Hungary yesterday (24 July) criticised legal action by the European Union to make the country comply with EU asylum rules as “unacceptable” and an attack against those who protect Europe.
The European Commission, the EU’s executive arm, last week referred Budapest to the European Court of Justice (ECJ), the bloc’s top tribunal, for “non-compliance” with EU legislation.
It was after Hungary passed the so-called “Stop Soros” law last month, named after liberal US billionaire George Soros, who is accused by Prime Minister Viktor Orbán’s government of orchestrating migration to Europe.
The law includes a punishment of up to a year in prison for anyone assisting someone who enters Hungary illegally.
In the first public comments by the government since the EU action, minister Gergely Gulyas said it was “unacceptable” for Brussels to challenge the law.
“We continue to see that those who protect Europe are persecuted, while those who invite migrants are celebrated,” Gulyas told a press conference, criticising the commission for not reflecting EU members’ views.
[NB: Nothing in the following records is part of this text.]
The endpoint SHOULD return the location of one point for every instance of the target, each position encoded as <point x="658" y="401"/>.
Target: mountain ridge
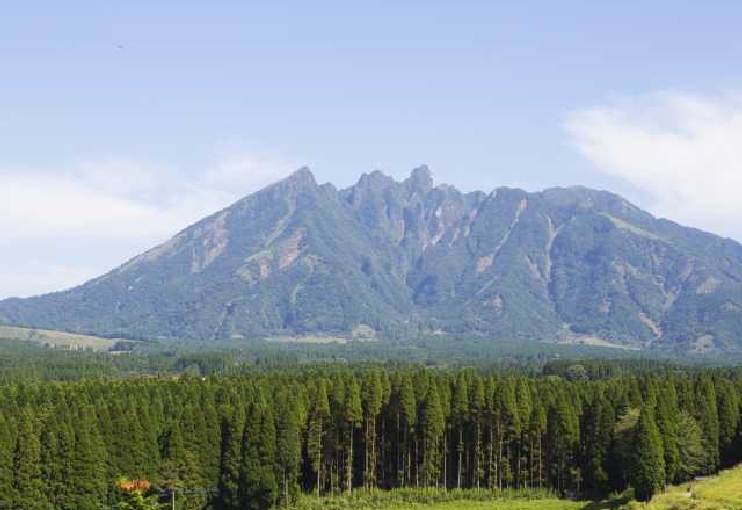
<point x="401" y="258"/>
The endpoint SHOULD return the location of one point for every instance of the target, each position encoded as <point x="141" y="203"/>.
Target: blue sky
<point x="124" y="121"/>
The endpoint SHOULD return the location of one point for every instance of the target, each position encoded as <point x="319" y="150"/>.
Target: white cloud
<point x="99" y="204"/>
<point x="683" y="150"/>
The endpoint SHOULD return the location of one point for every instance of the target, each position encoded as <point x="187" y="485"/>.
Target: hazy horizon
<point x="124" y="124"/>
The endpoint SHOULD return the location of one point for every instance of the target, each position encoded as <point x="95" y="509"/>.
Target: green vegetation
<point x="369" y="436"/>
<point x="722" y="492"/>
<point x="57" y="339"/>
<point x="393" y="260"/>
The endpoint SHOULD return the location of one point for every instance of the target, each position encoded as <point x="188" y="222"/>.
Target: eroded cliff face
<point x="411" y="256"/>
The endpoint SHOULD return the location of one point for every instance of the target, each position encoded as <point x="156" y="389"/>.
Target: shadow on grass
<point x="608" y="504"/>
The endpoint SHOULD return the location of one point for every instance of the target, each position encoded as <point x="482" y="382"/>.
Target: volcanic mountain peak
<point x="401" y="258"/>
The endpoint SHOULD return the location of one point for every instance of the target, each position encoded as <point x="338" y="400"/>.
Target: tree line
<point x="263" y="439"/>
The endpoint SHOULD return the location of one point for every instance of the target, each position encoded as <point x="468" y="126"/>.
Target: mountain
<point x="400" y="258"/>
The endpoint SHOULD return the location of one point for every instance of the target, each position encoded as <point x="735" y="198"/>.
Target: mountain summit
<point x="400" y="258"/>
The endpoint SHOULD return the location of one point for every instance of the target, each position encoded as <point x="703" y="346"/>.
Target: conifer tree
<point x="27" y="481"/>
<point x="433" y="425"/>
<point x="288" y="445"/>
<point x="318" y="416"/>
<point x="230" y="460"/>
<point x="648" y="473"/>
<point x="352" y="414"/>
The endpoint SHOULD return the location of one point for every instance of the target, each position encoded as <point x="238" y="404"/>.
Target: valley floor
<point x="722" y="492"/>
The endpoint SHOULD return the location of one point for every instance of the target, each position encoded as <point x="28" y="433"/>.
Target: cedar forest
<point x="272" y="437"/>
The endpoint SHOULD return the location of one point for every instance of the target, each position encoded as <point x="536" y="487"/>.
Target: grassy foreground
<point x="722" y="492"/>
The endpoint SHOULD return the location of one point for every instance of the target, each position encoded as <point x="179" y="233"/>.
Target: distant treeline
<point x="22" y="361"/>
<point x="261" y="439"/>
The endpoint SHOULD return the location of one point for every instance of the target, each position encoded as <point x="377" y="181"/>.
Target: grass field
<point x="723" y="492"/>
<point x="58" y="339"/>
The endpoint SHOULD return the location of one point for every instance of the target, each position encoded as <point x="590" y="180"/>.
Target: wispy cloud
<point x="97" y="204"/>
<point x="683" y="150"/>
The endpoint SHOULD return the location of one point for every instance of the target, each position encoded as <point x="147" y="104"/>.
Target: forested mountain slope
<point x="399" y="258"/>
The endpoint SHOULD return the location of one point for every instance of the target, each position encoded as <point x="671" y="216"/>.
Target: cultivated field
<point x="58" y="339"/>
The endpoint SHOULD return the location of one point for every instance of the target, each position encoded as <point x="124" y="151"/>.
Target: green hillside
<point x="396" y="259"/>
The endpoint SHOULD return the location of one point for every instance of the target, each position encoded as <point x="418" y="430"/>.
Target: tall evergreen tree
<point x="648" y="473"/>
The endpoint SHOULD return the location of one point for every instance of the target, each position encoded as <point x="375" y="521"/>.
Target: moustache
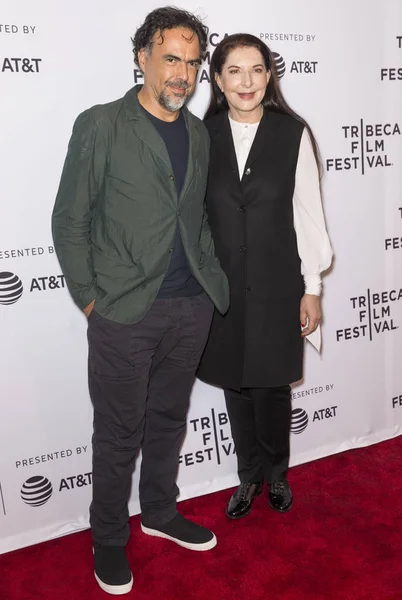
<point x="180" y="84"/>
The row is the latest clash between the commission and Orbán’s government, who won a third consecutive term in April on a fiercely anti-migration platform.
Orbán regularly accuses German Chancellor Angela Merkel of having encouraged the 2015 influx of migrants by declaring them welcome.
Orbán said in Montenegro on Tuesday during a state visit that Hungary was ready to help the small eastern European country “defend its territory” against migrants.
“Europe continues to make serious mistakes. (It) does not want to understand and acknowledge that it needs to refrain from moves that may be interpreted as an invitation in Africa or the Middle East… That is why people drown in the sea and remain jammed on migration routes,” he told reporters.
#Hungary has adopted a stance of identity protection; #Montenegro, by protecting its borders, also protects #Hungary and the whole of the #EU – PM #Orban said in Podgorica, offering help in handling #migration. https://t.co/n1AxdBkBC2
— Hungary Journal (@hungary_journal) July 24, 2018
Hungary has two months to respond to the European Commission’s concerns.
In other action, the commission has said it will take Hungary to the ECJ for failing to resolve complaints made in December 2015 that it held asylum seekers for too long in transit centres and did not treat them properly.
The commission added that irregular migrants were escorted back across the border even if they wanted to apply for asylum — a violation of EU rules.
Hungary announced last week that it was withdrawing from a UN pact on migration, saying that the global deal encourages movements of people which are “dangerous for the world”.
The US is also not party to the pact.